The issue isn't that Bayesian methods used incorrectly can have bad frequentist properties. It's that, according to many flavors of Bayesianism, having bad frequentist properties isn't a valid line of critique.
You may not believe in the particular stances I'm calling out, but if so, we don't disagree.
I mean "with simulations using a probability distribution [for the true parameter] different from the prior used in the Bayesian analysis." (The issue of model error is a separate question.)
Yes, in this case would should conclude there is something wrong with the Bayesian way. If you hand me a statistical method to e.g. estimate some parameter that frequently returns answers that are far from the truth, that is a problem. One cannot assume the prior exactly describes reality (or there would be no point in doing inference, because the prior already gives you the truth).
At least a Bayesian posterior tries to describe reality. In a way which is consistent with the prior and the data. But again, GIGO. Including prior information into the inferential process will be beneficial if it's correct but detrimental if it isn't. Hardly surprising.
On the other hand, Frequentist methods do not claim anything concrete about reality.

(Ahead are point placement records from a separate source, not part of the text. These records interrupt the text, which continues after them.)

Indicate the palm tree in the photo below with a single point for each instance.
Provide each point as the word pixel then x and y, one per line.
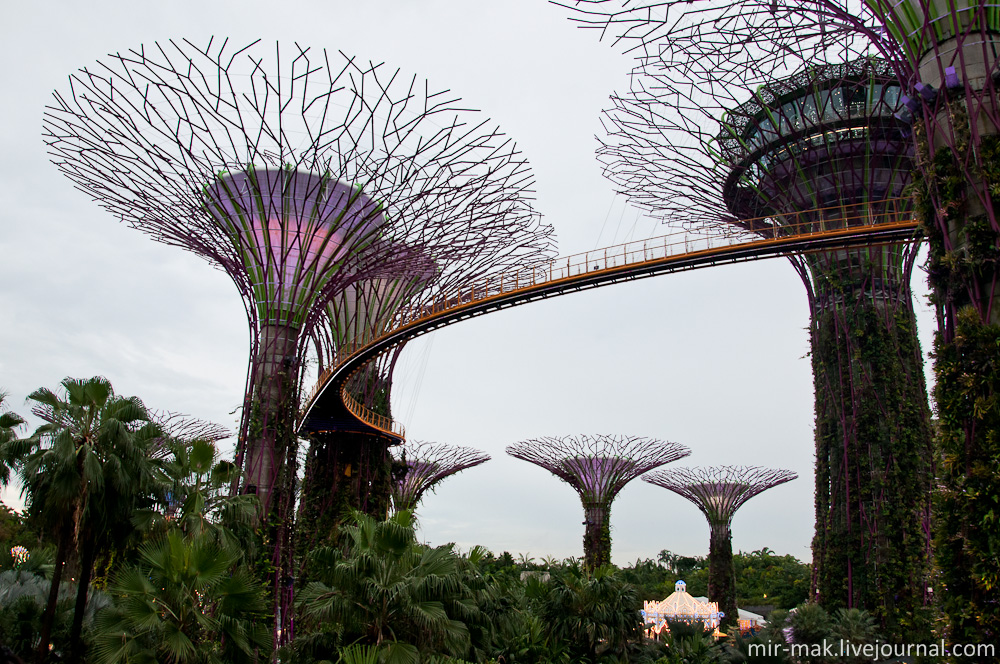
pixel 82 471
pixel 197 497
pixel 390 592
pixel 9 424
pixel 187 602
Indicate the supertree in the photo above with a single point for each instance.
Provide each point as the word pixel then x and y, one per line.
pixel 426 465
pixel 597 467
pixel 719 492
pixel 347 465
pixel 944 58
pixel 298 176
pixel 770 139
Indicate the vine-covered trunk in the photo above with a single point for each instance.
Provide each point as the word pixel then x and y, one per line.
pixel 268 459
pixel 722 574
pixel 873 440
pixel 597 535
pixel 344 471
pixel 957 204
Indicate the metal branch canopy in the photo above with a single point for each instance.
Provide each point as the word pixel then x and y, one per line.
pixel 740 114
pixel 597 467
pixel 427 464
pixel 719 491
pixel 299 174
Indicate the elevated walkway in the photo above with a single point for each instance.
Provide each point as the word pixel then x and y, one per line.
pixel 329 407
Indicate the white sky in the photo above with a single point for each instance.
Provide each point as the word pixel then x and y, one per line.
pixel 716 359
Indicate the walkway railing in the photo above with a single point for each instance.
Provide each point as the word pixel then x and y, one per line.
pixel 841 221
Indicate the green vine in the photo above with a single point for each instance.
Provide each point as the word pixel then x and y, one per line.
pixel 963 273
pixel 873 443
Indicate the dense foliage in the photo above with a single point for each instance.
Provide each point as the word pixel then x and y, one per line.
pixel 178 577
pixel 873 452
pixel 956 197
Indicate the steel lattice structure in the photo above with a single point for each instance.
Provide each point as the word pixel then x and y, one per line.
pixel 597 467
pixel 427 464
pixel 719 492
pixel 299 175
pixel 747 109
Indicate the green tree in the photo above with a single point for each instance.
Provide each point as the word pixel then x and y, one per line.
pixel 595 615
pixel 81 471
pixel 387 591
pixel 197 498
pixel 186 602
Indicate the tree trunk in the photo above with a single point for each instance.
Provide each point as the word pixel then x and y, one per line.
pixel 722 575
pixel 89 550
pixel 597 536
pixel 65 536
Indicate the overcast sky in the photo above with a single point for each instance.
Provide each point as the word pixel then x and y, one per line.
pixel 716 359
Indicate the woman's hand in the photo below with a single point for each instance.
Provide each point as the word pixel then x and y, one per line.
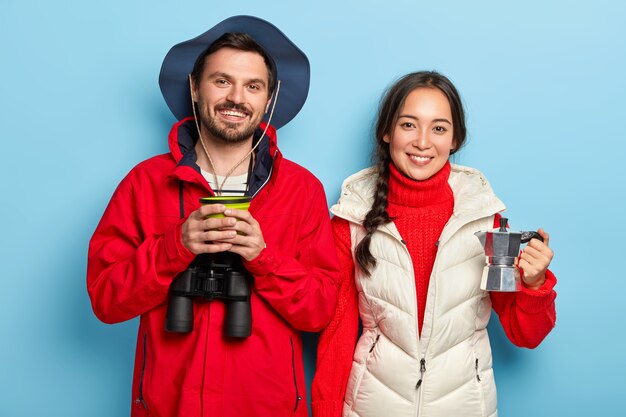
pixel 534 261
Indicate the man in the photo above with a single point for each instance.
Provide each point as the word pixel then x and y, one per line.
pixel 155 232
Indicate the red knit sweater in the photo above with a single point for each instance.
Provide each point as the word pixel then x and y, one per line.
pixel 420 210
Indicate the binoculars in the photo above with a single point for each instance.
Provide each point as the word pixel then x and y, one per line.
pixel 212 276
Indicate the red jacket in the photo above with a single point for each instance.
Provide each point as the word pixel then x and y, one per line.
pixel 136 251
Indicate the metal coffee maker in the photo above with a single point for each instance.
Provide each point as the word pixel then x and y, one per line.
pixel 502 248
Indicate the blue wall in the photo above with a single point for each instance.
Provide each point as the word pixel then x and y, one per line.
pixel 543 84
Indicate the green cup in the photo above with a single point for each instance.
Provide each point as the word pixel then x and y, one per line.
pixel 233 202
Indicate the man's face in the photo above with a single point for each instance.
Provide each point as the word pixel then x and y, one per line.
pixel 232 94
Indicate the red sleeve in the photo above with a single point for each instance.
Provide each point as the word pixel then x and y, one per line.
pixel 129 273
pixel 529 315
pixel 336 344
pixel 301 288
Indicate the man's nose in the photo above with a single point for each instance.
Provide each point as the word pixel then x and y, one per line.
pixel 235 94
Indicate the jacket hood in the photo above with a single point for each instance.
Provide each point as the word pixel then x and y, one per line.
pixel 184 135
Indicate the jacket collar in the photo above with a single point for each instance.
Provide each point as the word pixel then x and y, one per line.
pixel 183 137
pixel 473 197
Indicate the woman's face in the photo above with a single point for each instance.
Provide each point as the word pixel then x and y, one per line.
pixel 422 138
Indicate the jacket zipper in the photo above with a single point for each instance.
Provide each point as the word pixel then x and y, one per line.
pixel 295 380
pixel 422 370
pixel 140 399
pixel 477 374
pixel 374 344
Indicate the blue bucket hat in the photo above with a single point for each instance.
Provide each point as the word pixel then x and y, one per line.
pixel 292 67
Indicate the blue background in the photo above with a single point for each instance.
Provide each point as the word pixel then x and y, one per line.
pixel 543 85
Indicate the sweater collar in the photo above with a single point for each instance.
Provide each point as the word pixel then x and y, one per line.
pixel 408 192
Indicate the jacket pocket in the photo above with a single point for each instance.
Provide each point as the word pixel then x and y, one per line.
pixel 140 400
pixel 295 377
pixel 359 367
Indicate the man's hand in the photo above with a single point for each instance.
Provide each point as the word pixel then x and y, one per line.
pixel 209 235
pixel 534 261
pixel 248 242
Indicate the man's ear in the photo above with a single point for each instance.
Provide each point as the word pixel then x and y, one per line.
pixel 192 88
pixel 269 101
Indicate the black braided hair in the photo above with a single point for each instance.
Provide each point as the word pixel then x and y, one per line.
pixel 388 113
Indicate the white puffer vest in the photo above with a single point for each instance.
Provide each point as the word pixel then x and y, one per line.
pixel 447 371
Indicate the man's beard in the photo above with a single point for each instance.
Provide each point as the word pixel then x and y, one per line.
pixel 229 132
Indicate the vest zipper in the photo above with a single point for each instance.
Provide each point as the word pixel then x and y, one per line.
pixel 374 344
pixel 140 399
pixel 422 371
pixel 477 374
pixel 295 379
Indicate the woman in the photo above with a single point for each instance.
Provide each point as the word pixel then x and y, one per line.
pixel 411 268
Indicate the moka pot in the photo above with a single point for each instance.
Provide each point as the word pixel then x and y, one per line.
pixel 502 248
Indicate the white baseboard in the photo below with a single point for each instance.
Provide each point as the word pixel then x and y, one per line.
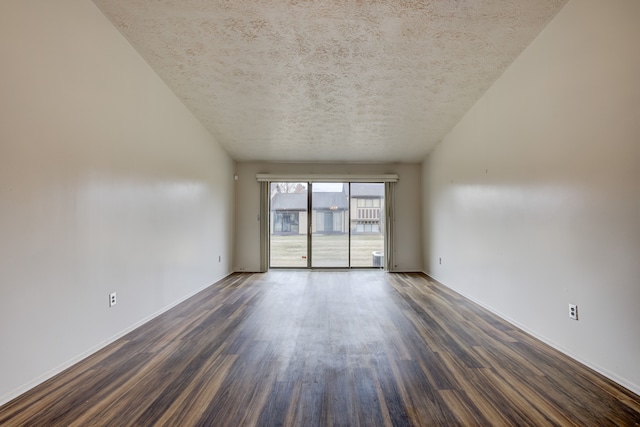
pixel 58 369
pixel 635 388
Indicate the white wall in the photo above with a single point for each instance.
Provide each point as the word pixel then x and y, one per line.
pixel 408 207
pixel 107 183
pixel 533 200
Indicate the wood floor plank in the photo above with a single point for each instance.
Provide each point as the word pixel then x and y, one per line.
pixel 312 348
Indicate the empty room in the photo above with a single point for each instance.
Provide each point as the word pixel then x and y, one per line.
pixel 319 213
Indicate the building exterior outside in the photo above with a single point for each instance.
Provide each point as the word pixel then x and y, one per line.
pixel 330 211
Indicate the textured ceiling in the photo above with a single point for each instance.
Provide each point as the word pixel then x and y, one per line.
pixel 303 80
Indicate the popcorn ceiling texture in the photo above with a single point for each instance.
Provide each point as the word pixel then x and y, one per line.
pixel 296 80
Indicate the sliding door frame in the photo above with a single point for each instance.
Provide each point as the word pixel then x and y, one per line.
pixel 265 217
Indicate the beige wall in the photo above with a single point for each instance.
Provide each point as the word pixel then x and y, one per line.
pixel 408 207
pixel 107 183
pixel 533 200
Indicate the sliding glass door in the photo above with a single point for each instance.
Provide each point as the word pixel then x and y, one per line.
pixel 330 224
pixel 367 225
pixel 326 224
pixel 288 235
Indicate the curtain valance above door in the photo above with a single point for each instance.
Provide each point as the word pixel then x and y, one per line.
pixel 268 177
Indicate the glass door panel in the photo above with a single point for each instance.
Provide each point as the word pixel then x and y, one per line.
pixel 288 217
pixel 367 224
pixel 329 224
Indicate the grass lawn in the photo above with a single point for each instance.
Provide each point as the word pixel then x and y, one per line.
pixel 329 250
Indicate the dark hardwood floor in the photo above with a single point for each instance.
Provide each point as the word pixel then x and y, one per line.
pixel 304 348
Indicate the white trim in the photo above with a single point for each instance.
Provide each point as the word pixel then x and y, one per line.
pixel 269 177
pixel 635 388
pixel 69 363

Only about long-run frequencies in hypothetical replications.
You may think that makes them better, it's your choice.
Sure, I agree bad priors will give inaccurate inferences. My point is simply that to make a statement like, "an inaccurate prior generates many inaccurate inferences, and therefore it is garbage," one has to adopt a frequentist criterion for the quality of an estimator (like "gets good results most of the time").
You may not believe in the particular stances I'm calling out, but if so, we don't disagree.